On the risky "Coffee Shop Run" a couple of days ago, Jack Gabus had an accident with his old Gary Fisher. The pavement won. He was skinned up, a broken rib or two and a badly bruised hip, but the Fisher came away unscathed.
Everyone who rides for any length of time has had these falls. Fortunately I have never had an altercation with a car. My worst was a fall I had ten or fifteen years ago. I left Lanesboro, Minnesota on the Root River Trail in the morning on my old Colnago Super, headed the thirty miles to the end of the trail in Houston. As the trail nears Houston it climbs out of the river valley up to the high ground. Apparently the state had issues acquiring the right of way because the trail is silly steep with a couple of switchbacks to gain the elevation. It's one of those hills that has you looking back between your legs at the freewheel, praying there is just one more big cog left. I am not a good climber. I won't say I conquered it; I survived it. I did not become a pedestrian.

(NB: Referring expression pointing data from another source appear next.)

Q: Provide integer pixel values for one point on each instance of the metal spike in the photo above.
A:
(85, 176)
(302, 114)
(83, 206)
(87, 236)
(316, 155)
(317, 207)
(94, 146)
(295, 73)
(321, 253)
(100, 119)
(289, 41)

After the hill it's more or less flat running for a couple of miles into town where I rested and had a snack under a tree in the park. As I was coming back I was thinking about the pros screaming down those twisting alpine roads. By the time I crested the hill I had convinced myself that I could do that too, and I let 'er roll. This was a terrible mistake. I don't know what I was thinking. The pros are riding down automobile roads with wide, sweeping curves. I wasn't. By the time I realized my folly the vintage Campagnolo brakes were not up to the task. I hung on the outside lip of the trail through the first curve, went into the second curve all jacked out of shape and shot off the road. The trail is steep enough that they were having erosion issues and had orange plastic erosion fence strung up on steel fence posts across the ditches. I hit the fence sliding broadside in the weeds. The bike and I somersaulted over the fence. I instinctively threw the Colnago up to protect it. Unfortunately, in the process, I impaled my guts on the top of one of the posts. I lay in the weeds for a quite a while holding my stomach, afraid to look. My shorts were ripped, my skin torn, bleeding and bruised, but I was okay. I felt like I had been gored by a runaway bull, but I was okay. The bike didn't have a scratch.
I think it was the longest thirty miles of my life. I had no juice left. By the time I got to Rushford I had bonked completely. I had no money on me, but I was desperate. I stopped at a cafe and threw myself on their mercy. I must have looked pretty bad. They didn't hesitate. They gave me a chocolate malt and a banana and I was able to ride the twenty miles back to my truck and the trip back home.